In its primary version, this passage combines orange letters with a green background. In all forms—whether verse, prose poetry, or narrative—I’m exploring how a visual artwork can generate an ekphrastic depiction, only to pivot back towards a painting once again.

 

 

Frannie Lindsay on “Two O’clock” and “Stray”:

Both poems — one about the inverse sensuality of aging, one about invisibility and isolation versus communion and embrace — arrived unannounced.
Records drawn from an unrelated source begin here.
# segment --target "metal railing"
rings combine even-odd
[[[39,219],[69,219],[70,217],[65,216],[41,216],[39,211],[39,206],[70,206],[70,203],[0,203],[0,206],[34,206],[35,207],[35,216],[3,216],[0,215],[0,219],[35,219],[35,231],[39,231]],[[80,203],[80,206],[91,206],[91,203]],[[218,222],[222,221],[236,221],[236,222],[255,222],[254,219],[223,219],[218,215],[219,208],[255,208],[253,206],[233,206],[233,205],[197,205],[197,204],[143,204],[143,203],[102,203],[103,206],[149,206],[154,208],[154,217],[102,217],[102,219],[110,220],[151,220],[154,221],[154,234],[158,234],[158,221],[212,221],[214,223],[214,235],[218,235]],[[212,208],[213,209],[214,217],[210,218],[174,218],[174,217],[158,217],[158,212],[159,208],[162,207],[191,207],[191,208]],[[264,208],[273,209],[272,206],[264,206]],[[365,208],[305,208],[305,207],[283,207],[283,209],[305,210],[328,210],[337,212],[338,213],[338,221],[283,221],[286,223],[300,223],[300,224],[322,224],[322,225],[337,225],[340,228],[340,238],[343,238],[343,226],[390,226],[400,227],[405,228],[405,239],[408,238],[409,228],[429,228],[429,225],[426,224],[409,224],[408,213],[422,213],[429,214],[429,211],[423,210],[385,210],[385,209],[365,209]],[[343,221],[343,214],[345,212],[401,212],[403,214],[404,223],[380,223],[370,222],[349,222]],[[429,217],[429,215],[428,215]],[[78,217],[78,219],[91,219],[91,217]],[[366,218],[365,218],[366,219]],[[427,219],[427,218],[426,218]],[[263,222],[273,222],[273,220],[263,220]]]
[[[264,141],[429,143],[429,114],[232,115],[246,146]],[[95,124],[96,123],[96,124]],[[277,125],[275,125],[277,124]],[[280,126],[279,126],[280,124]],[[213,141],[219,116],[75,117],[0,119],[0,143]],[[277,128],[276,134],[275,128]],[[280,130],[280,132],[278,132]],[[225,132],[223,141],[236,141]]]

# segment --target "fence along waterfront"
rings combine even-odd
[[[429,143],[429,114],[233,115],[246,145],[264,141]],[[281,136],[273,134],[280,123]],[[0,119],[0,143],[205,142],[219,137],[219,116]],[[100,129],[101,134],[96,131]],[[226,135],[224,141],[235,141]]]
I may have been doing dishes, laundry, or putting away groceries. I had to stop all that and get them down quick.

It’s really the only way I write; I don’t have a daily practice. I envy poets who do. My writing practice feels more like what a good friend has called a blessed disorder: a sporadic and crazily pressing urgency. I receive my poems.

I didn’t belabor either first draft longer than about twenty minutes. Their initial readers commented that the images in both pieces were direct and eccentric in the right way, but the meanings were occluded. And I had difficulty with the final stanzas: both poems, one about loneliness and one about growing old — two topics amply encumbered — ran the risk of ending bathetically.

I arrived at the final versions of “Two O’clock” and “Stray” after several weeks spent hacking off this and that, eventually inviting a more dangerous and apt weirdness. But perhaps most importantly, prior to their final writing sessions, I stopped thinking much about either poem.

 

 

Daniel Tobin on Five Poems of Rilke

These five poems from Rilke are from a forthcoming book of my translations, entitled Late Songs. Most of the poems to be included appeared from 1911 onward, and the greater number after Rilke’s great monumental achievements, Duino Elegies and Sonnets to Orpheus. Many of the late poems especially have no titles in the German, though I have given titles to my versions with the idea of underscoring thematic motifs running through the chronology of Rilke’s work.  These translations are, then, versions in the fullest sense—my effort at taking a turn with, and on, Rilke’s originals.